Singkat kata, "musuh" kita di bulan ini sesungguhnya hanya diri kita sendiri, bukan setan, jin atau orang lain. Siapa yang mampu memahami dirinya, dia akan mampu mengenali Tuhannya. Siapa yang berani menahan diri untuk tidak memperturunkan hawa nafsunya, maka sesungguhnya dia telah mendidik diri sendiri menjadi manusia sempurna. Manusia yang kembali fitrahnya sendiri.

Karena itu, ending dari tujuan berpuasa ini adalah pemerolehan taqwa yang itu ditandai dengan kembalinya seseorang kepada titik fitrahnya sebagai manusia.

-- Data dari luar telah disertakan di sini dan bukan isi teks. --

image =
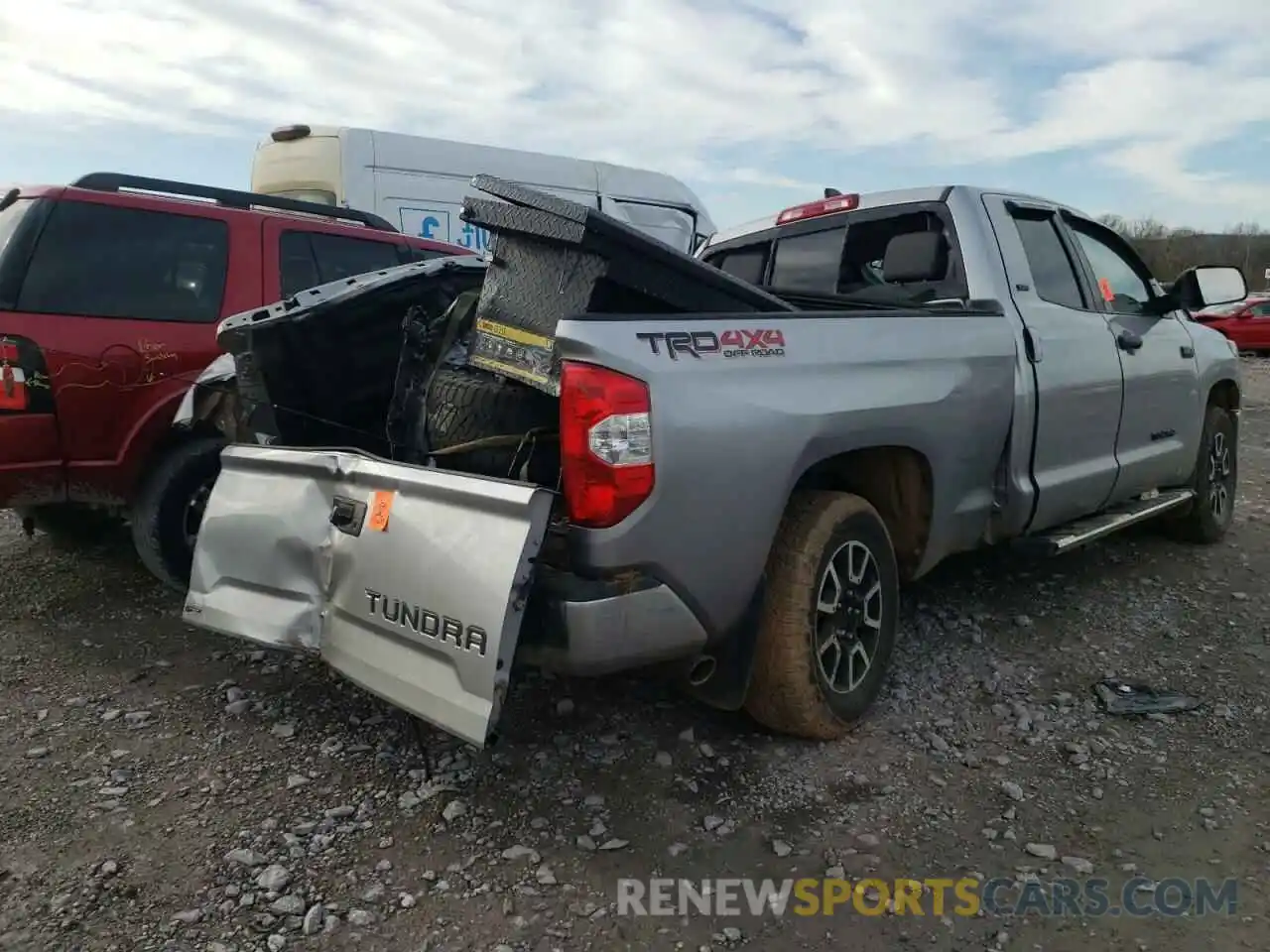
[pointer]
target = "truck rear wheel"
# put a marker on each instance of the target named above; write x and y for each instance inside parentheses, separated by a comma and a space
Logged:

Makhluk paling sempurna karena memiliki akal yang cerdas dan jiwa yang sehat.

Ketika manusia kembali ke titik fitrah, ia akan memiliki "self of control", yakni kemampuan mengendalikan diri sehingga dalam mengaruhi kehidupan selanjutnya di sebelas bulan mendatang, dia akan memiliki kepekaaan yang tajam dalam melihat mana yang haq dan yang batil, sekaligus mempunyai kekuatan untuk melangkahkan kaki ke arah positif serta menjauhi segala hal yang negatif.

Bercerminlah dan segera benahi kekurangan sebelum Ramadan ini berlalu. Selamat berpuasa dan berjuang mencetak pribadi diri sendiri yang sempurna!